The suit says doctors can no longer file a payment dispute complaint or an appeal with state regulators.
“If these actions do not immediately cease, thousands of high-quality, well-respected out of network physician practices that provide medically necessary surgical and specialty medical services to Plan enrollees will go out of business or drastically curtail their services,” the suit said.
“The current accessibility of quality medical care available to Empire Plan’s 1.2 million enrollees will be severely impacted, and irreparably so for those patients that require such care now.”
The slash in payments will impact emergency care at hospitals and “will cause Plan enrollees, and patients in this state as a whole, to lose access to life-saving emergency treatment,” the suit alleges.
Patients recently informed of the payment dispute by their doctors were horrified about losing access to specialty and life-saving care.
“This will have a huge impact on me. I had spinal cord surgery twice,” said Empire Health Plan member Kathleen Makridakis, 56 of Rockville Centre, whose husband works for the Town of Hempstead.
“They were only doctors out of network who could do the surgery. If I have to worry about these doctors getting paid, that screws me up. I can’t afford owing a doctor a $100,000.”
Loretta Post, whose husband works for the Long Beach Transportation Department and is an Empire Plan member and plaintiff in the case, said in an affidavit, “The net effect of this pronouncement is that my long standing physicians have advised that they may not be able to provide critical services that I have grown accustomed to for years.”
But state officials, in response briefs, defended their actions as legal and reasonable.

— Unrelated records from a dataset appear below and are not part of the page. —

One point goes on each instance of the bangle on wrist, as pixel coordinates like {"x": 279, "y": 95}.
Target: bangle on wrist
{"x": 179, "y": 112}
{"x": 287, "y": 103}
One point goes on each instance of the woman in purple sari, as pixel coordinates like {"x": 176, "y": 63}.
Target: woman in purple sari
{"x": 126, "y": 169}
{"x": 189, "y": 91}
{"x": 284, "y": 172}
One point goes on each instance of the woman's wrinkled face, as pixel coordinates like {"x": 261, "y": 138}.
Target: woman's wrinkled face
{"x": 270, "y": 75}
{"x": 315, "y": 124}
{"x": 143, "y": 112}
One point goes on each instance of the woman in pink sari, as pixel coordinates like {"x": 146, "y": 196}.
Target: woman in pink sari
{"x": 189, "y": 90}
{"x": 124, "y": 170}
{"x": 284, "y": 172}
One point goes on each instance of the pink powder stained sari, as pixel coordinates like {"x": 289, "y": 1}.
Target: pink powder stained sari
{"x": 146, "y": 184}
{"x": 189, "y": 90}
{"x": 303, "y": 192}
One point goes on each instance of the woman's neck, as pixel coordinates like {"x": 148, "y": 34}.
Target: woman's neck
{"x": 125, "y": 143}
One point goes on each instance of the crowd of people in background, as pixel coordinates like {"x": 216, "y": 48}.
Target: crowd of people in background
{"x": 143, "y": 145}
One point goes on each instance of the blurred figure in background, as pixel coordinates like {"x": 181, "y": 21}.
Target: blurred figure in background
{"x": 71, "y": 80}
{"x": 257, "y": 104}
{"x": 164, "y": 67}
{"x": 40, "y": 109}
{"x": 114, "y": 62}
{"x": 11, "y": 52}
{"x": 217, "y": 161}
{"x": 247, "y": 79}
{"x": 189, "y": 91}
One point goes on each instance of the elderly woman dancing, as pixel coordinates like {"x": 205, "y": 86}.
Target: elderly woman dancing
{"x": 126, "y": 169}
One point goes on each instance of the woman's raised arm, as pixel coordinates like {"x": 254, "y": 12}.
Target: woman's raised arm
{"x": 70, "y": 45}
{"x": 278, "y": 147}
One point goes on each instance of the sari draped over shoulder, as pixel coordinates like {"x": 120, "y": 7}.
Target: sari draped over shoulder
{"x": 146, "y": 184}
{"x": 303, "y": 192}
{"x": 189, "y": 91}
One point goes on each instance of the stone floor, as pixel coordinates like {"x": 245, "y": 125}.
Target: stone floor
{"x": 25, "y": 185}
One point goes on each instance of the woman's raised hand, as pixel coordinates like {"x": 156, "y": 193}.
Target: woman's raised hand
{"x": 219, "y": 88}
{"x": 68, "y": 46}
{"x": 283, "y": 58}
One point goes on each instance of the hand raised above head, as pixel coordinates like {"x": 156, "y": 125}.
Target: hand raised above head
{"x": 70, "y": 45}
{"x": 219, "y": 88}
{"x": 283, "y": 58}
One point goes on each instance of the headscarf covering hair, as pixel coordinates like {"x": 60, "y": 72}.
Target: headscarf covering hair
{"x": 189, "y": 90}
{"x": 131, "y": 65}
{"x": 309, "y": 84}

Daniel Yanulavich, of the Department of Civil Services’ Employee Benefits Division, said the Empire Plan provides adequate patient protections and claims the real spat is about out-of-network doctors wanting more money.
In a June 3 affidavit, he complained that many of the out-of-network doctors “willingly refuse to negotiate with the Empire Plan” regarding payments, adding, “This is not a coincidence given the Empire Plan’s generous out-of-network reimbursement formula.”

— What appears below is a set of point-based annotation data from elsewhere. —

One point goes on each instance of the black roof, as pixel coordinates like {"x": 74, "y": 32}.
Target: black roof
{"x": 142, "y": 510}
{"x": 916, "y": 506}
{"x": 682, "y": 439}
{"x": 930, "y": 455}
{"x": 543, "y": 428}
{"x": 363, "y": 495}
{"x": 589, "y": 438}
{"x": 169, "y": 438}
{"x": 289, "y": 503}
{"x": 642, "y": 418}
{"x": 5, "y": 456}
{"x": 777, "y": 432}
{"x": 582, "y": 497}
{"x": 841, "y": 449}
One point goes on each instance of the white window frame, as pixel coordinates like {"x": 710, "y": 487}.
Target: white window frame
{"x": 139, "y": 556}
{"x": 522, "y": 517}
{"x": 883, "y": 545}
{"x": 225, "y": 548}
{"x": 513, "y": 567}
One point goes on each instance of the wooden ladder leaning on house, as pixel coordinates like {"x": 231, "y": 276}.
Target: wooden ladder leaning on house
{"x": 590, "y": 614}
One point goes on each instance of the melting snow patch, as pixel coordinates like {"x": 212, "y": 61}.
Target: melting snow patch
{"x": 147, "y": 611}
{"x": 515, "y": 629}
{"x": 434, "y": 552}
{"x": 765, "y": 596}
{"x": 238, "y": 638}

Yanulavich said the Empire Plan pays network doctors a range of 120 percent to 300 percent of what Medicare, the federally-run health care insurance program for senior citizens, pays medical providers.
He said out-of-network providers were getting an average of 540% of what Medicare pays doctors and anesthesiologists were changing up to 3,000% of what Medicare pays — and it’s time for the state to rein in those costs.
The state, Yanulavich said, has a responsibility to manage the Empire Plan “in a fiscally responsible manner” and “not be be made to continue to subsidize these physician practices,” adding, “As a self-funded health plan, it is within the right of the Empire Plan to determine a reasonable reimbursement rate to out-of-network providers in the case of surprise bills.”
The state Department of Financial Services and its Superintendent Adrienne Harris, who regulates health insurance plans, are also listed as defendants, along with United HealthCare Insurance Co., which helps administer the program.
Attorney General Letitia James’ office, which is defending the Hochul administration in the case, also said the plaintiffs are misreading the law and claim that a self-funded Empire Plan is not covered by the Surprise Bill Law that is used to regulate other health plans.
William Scott, the AG’s lawyer, suggested doctors were engaging in unwarranted alarmism and hadn’t even tested how much they will get paid under the new reimbursement system and therefore couldn’t prove any harm to their practices or patients. Neither could other plaintiffs who are plan members.
Hochul’s office had no further comment.
A CSEA spokesperson had no immediate comment on the lawsuit, but said the negotiated changes in heath care savings in the labor contract don’t go into effect until 2023, “so we haven’t received any feedback yet.”